# Imports & Globals

In [94]:
import os
import replicate
import string
import random
import json
import instructor
from pytube import YouTube
from typing_extensions import Annotated
from typing import List, Optional, Dict
from pydantic import Field, BaseModel, AfterValidator
from google.cloud import storage
from openai import OpenAI
from dotenv import load_dotenv
from nltk import tokenize

# Set your environment variables. see .env.example
load_dotenv() 
client = storage.Client()
o_client = instructor.patch(OpenAI())
data_dir = "data"

# Functions

In [82]:
alphabet = string.ascii_lowercase + string.digits
def random_choice():
    '''
    Return a 8 letter random string
    '''
    return ''.join(random.choices(alphabet, k=8))

In [83]:
def upload_to_bucket(blob_name, file_path):
    '''
    Upload a file to Google Cloud Storage
        Input: blob_name: String, name of Blob on GCS
               file_path: String, path to local file to upload
        Output: public URL: String, of the uploaded blob
    '''
    bucket = client.get_bucket(os.getenv('GCS_BUCKET'))
    blob = bucket.blob(blob_name)
    blob.upload_from_filename(file_path)
    return blob.public_url

In [84]:
def get_transcript(url, fname):
    '''
    Replicate Deployment call to fetch transcript.
    Writes out the transcript JSON and text to files
        Input: url: String, of the uploaded blob
               fname: String, filename to write out JSON and text files
        Output: out: dictionary, output of transcript call with timestamps
                concatenated_text: String, full transcript text
    '''
    out = replicate.run(
    "daanelson/whisperx:9aa6ecadd30610b81119fc1b6807302fd18ca6cbb39b3216f430dcf23618cedd",
    input={"audio": url, "batch_size": 16, "align_output": True}
    )

    # Write out the JSON transcript
    fp = open(f"{data_dir}/{fname}.json", "w")
    fp.write(json.dumps(out))

    # Write out the text transcript
    concatenated_text = " ".join(item['text'] for item in out)
    fp = open(f"{data_dir}/{fname}.txt", "w")
    fp.write(concatenated_text)

    return out, concatenated_text

In [85]:
def get_youtube(yt_link, fname):
    '''
    Download a Youtube Video and write out a unique mp4 and mp3 file
    Input: yt_link: String, URL of youtube video
               fname: String, filename to write out Audio and Video files
    Output: out: audio_path: String path to MP3 audio file 
                 video_path: String path to MP4 video file
    '''
    fname = f"{data_dir}/{fname}.mp4"
    yt = YouTube(yt_link)
    video_path = yt.streams.filter(progressive=True, file_extension='mp4').order_by('resolution').desc().first().download(filename=fname)
    audio_path = video_path.replace(".mp4", ".mp3")
    cmd = f"ffmpeg -i {video_path} -vn {audio_path} -hide_banner -loglevel error"
    os.system(cmd)
    return audio_path, video_path

In [86]:
def chunk_text(text, chunk_size, overlap):
    """
    Splits a text into chunks with a specified size and overlap.

    Input:
    text (str): The text to be chunked.
    chunk_size (int): The size of each chunk in words.
    overlap (int): The number of words to overlap between consecutive chunks.

    Output:
    list: A list of text chunks.
    """
    words = text.split()
    chunks = []
    start = 0

    while start < len(words):
        end = start + chunk_size
        chunk = ' '.join(words[start:end])
        chunks.append(chunk)
        start = end - overlap  # Overlap words for the next chunk

        # Break the loop if we reach the end of the text
        if end >= len(words):
            break

    return chunks

In [87]:
def find_timestamps(json_data, sentence):
    """
    Finds the start and end timestamps of a specific sentence within a given JSON data structure.

    The function searches for the first 20 characters of the sentence at the beginning and the last 20 characters 
    at the end within the 'text' field of each JSON object.
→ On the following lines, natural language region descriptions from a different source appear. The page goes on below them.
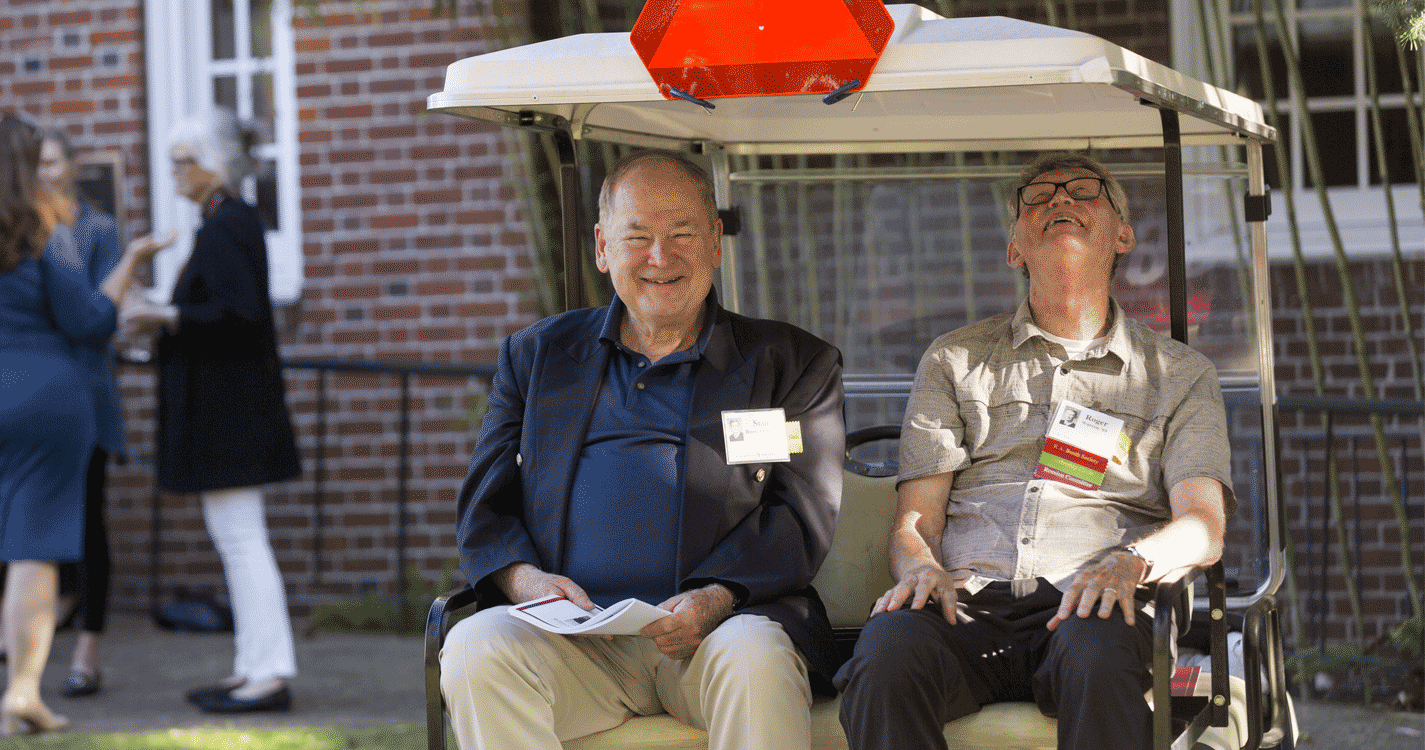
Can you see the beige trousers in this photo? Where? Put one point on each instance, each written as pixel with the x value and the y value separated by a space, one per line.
pixel 509 685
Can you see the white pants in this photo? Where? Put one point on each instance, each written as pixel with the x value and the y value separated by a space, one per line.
pixel 262 626
pixel 509 685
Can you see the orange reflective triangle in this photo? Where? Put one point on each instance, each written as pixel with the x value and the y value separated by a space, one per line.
pixel 744 32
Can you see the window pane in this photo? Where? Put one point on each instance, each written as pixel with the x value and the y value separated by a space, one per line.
pixel 1387 60
pixel 1278 151
pixel 1335 143
pixel 1249 63
pixel 261 23
pixel 267 194
pixel 1395 127
pixel 225 91
pixel 1327 69
pixel 224 44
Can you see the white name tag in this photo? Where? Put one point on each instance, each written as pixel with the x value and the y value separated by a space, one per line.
pixel 755 435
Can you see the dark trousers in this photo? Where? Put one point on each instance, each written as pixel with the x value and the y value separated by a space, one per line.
pixel 87 579
pixel 912 672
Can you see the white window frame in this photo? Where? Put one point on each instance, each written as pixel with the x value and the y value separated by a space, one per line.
pixel 181 74
pixel 1358 210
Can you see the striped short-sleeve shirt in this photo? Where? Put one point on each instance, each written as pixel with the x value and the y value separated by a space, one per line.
pixel 981 408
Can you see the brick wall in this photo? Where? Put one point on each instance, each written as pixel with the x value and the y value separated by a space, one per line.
pixel 1368 516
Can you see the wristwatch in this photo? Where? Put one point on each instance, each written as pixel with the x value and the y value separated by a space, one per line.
pixel 1147 563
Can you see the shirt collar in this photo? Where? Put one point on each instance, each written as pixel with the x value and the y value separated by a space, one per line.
pixel 1116 341
pixel 613 318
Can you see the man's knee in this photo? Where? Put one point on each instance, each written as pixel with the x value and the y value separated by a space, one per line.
pixel 479 648
pixel 1099 652
pixel 755 648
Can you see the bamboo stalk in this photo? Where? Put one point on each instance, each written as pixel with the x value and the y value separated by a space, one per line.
pixel 811 260
pixel 1348 290
pixel 1397 260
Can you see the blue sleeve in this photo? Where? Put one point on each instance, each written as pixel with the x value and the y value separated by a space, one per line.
pixel 80 311
pixel 97 240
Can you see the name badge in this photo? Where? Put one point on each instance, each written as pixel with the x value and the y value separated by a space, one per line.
pixel 755 435
pixel 1079 445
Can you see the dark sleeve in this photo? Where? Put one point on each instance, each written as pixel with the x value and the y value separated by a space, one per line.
pixel 492 532
pixel 99 234
pixel 778 548
pixel 80 311
pixel 225 297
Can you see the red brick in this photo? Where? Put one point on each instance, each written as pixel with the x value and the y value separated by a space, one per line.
pixel 61 109
pixel 394 221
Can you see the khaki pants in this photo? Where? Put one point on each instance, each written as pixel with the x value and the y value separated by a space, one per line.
pixel 509 685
When the start of the sentence is found, it records 
    the 'start' timestamp. It continues to search for the end of the sentence, and when found, records the 'end' 
    timestamp of the last word that matches. The search is case-insensitive.

    Parameters:
    json_data (list of dicts): A list of dictionaries, each containing 'text' and 'words' fields, 
                               where 'words' is a list of dicts with 'word' and 'end' fields.
    sentence (str): The sentence for which the start and end timestamps are to be found.

    Returns:
    tuple: A tuple (start_time, end_time) where both are timestamps. 'start_time' is the timestamp 
           when the sentence starts, and 'end_time' is the timestamp when the sentence ends. 
           Returns (None, None) if the sentence is not found.
    """
    start_time = None
    end_time = None
    start = sentence[:20]
    end = sentence[-20:]
    #print(f"start: {start}, end: {end}")
    for item in json_data:
        if start.lower() in item['text'].lower():
            #print(item['text'])
            start_time = item['start']
        if start_time and end.lower() in item['text'].lower():
            #print(item['text'])
            end_words = end.split(" ")
            end_w = end_words[-1]
            item_words = item['words']
            for i_w in item_words:
                #print(f"i_w = {i_w}")
                ip_w = i_w['word'].translate(str.maketrans('', '', string.punctuation))
                end_w = end_w.translate(str.maketrans('', '', string.punctuation))
                #print(f"ip_w = {ip_w}")
                if end_w == ip_w:
                    end_time = i_w['end']
                    break
        if start_time is not None and end_time is not None:
            break

    return start_time, end_time

In [126]:
class Quote(BaseModel):
    '''
    A quote is a sentence or few sentences extracted verbatim from a long transcript.
    Quotes are interesting because they may be insightful or funny or contrarian or a punchline.
    Quotes are valuable because they create great social media engagement.
    A quote is also independent & standalone and doesnt need context defined before it to be consumed.
    They are entites that can be understood without needing the transcript
    '''
    quote: str

class Section(BaseModel):
    '''
    A transcript string is long and can contain many topics spoken at length in sequence.
    A section represents the summary of a subset of the transcript
    We have Top 10 Quotes that can be part of a single Section. There can be fewer than 10 but no more than 10
    There are usually many Sections in a transcript.
    '''
    section: str
    quotes: List[Quote]

class AllSections(BaseModel):
    '''
    All Sections found are part of a List
    '''
    sections : List[Section]
    
# class TranscriptClip(BaseModel):
#     '''
#     A Clip is a small sequential monologue or dialogue that is extracted from a long transcript which may be an interview or podcast.
#     A Clip can qualify for short form standalone engaging content.
#     '''
#     #clip : Annotated[str, AfterValidator(clip_length_check)] = Field(description="An engaging clip extracted verbatim from a long transcript")
#     clip : str = Field(description="An engaging clip extracted verbatim from a long transcript")
    
# class AllClips(BaseModel):
#     '''
#     A List of TranscriptClips
#     '''
#     clips: List[TranscriptClip]

def get_quotes(transcript):
    """
    Extracts engaging clips from a given transcript for social media content.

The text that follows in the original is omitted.